I specifically asked you not to be slutty tonight.
I think I have a pornographic memory.
Don't you mean photographic?
No.
I had a party to get rid of booze. Woke up with even more. Will do this till I can open a liquor store
I picked her up for our first date on a fucking horse. Of course I got a BJ.
Telling me its the beginning of school is like telling me the crown royal fairy has come back from vacation.
I've never known a guy to fuck more random girls in the ass then Dom. His rectal kill ratio is at like 85%
He's like the Derek Jeter of Anal
My younger brother just got high fives from all my guy cousins for fucking my best friend.
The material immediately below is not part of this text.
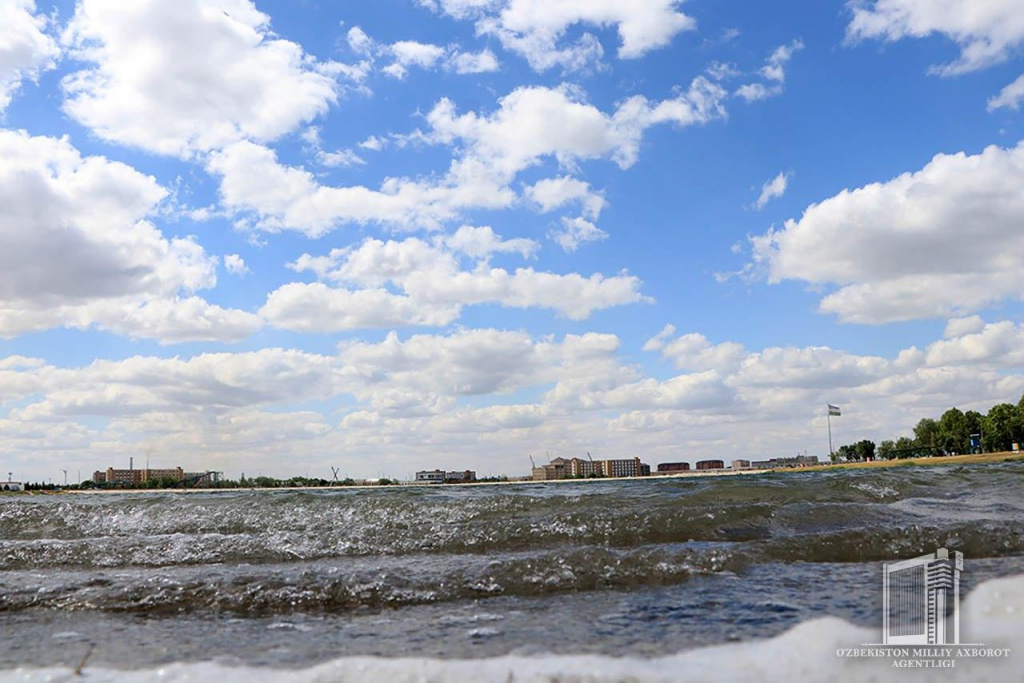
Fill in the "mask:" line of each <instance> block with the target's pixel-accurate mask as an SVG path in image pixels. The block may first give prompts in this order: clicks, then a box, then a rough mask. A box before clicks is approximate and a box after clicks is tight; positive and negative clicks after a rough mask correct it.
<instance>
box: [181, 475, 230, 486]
mask: <svg viewBox="0 0 1024 683" xmlns="http://www.w3.org/2000/svg"><path fill="white" fill-rule="evenodd" d="M223 474H224V473H223V472H185V475H184V478H185V479H186V480H187V481H188V482H189V485H193V486H209V485H211V484H215V483H220V479H221V477H222V476H223Z"/></svg>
I hate family gatherings.
His penis contains the glue that keeps this relationship together.
What did he say?
NOTHING. GODDAMN HIM AND HIS MAGICAL PENIS!
going on a mission to find my pants and the guy who stole my beer don't wait up
One of your snapchats was of you with a 40oz of Mickeys and the caption: "Deep Throat back in her natural habitat"
Dude, i just watched a drag queen dropkick a motherfucker. this is a good night.
Yeah. I found my shirt from last night while walking back to the bar to get my purse/phone this morning. I'm never going to even ask what actually happened. Be glad you moved 7 states away.
Is it a bad thing when vodka doesn't taste like vodka anymore?
Sorry I missed your call earlier. I was getting high with my high school band teacher.